XXXII. UN ÉCHANTILLON DE MA SAGESSE.

La scène doit changer quand je me déplace. Elle s’est passée pendant un temps à Londres ; elle se passe aujourd’hui à Édimbourg.

Deux jours s’étaient écoulés depuis le dîner du Major Fitz-David. Je me retrouvai en état de respirer librement, après l’entière destruction de mes plans d’avenir et des espérances que j’avais fondées sur leurs succès. J’avais eu trois fois tort ; tort, en soupçonnant à la hâte une femme innocente ; tort, en communiquant à un autre mes soupçons avant d’avoir au préalable essayé de vérifier s’ils étaient fondés ; tort, enfin, en acceptant les hypothèses et les conclusions hasardées de Miserrimus Dexter, comme autant d’indubitables vérités. J’étais si honteuse de ma folie quand je songeais au passé, si absolument découragée, si fortement ébranlée dans ma confiance en moi en songeant à l’avenir qu’une fois dans cette voie j’acceptais tout avis raisonnable qui m’était offert.

« Ma chère, me dit le bon vieux Benjamin en revenant de notre dîner et après avoir causé à fond de mon désappointement, j’ai beau songer à ce que vous m’avez dit, je ne puis me faire à votre M. Dexter. Promettez-moi de ne pas retourner chez lui sans avoir préalablement consulté quelque personne plus à même que moi de vous guider dans cette tâche périlleuse. »

Je lui en fis la promesse à une condition.

« Si je ne puis réussir à trouver cette personne, lui dis-je, voudrez-vous m’assister ? »

Benjamin promit de m’aider de tout son cœur.
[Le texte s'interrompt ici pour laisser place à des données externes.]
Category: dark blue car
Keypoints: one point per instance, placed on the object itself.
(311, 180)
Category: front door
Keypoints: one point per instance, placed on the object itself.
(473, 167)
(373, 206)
Le lendemain matin en me peignant je songeai à mes affaires et me rappelai une résolution oubliée que j’avais prise alors que pour la première fois je lisais le procès de mon mari. Je veux parler de la résolution… au cas où Miserrimus Dexter viendrait à me manquer… de m’adresser à l’un des deux agents ou solicitors, comme vous voudrez les appeler, qui avaient préparé la défense d’Eustache, entre autres M. Playmore. Ce gentleman, on doit se le rappeler, s’était spécialement recommandé à ma confiance par son amicale intervention lorsque les officiers du shériff recherchaient les papiers de mon mari. En me reportant à la déposition d’Isaïe Schoolcraft, je trouvai que M. Playmore avait été appelé pour assister et conseiller Eustache par Miserrimus Dexter. Ce n’était donc pas seulement un ami sur lequel je pouvais compter, mais un ami qui était aussi personnellement lié avec Miserrimus Dexter. Pouvait-il y avoir un homme à qui s’adresser qui fût plus à même que lui de m’éclairer dans les ténèbres qui m’enveloppaient. Benjamin, à qui je posai cette question, convint que j’avais fait en cette circonstance un très-bon choix et me vint tout de suite en aide. Il découvrit, par l’intermédiaire de son homme de loi, l’adresse des agents de M. Playmore à Londres ; et il obtint de ces agents une lettre d’introduction pour moi auprès de M. Playmore lui-même. Je n’avais rien à cacher à mon nouveau conseil et je fus désignée dans la lettre comme la seconde femme d’Eustache Macallan.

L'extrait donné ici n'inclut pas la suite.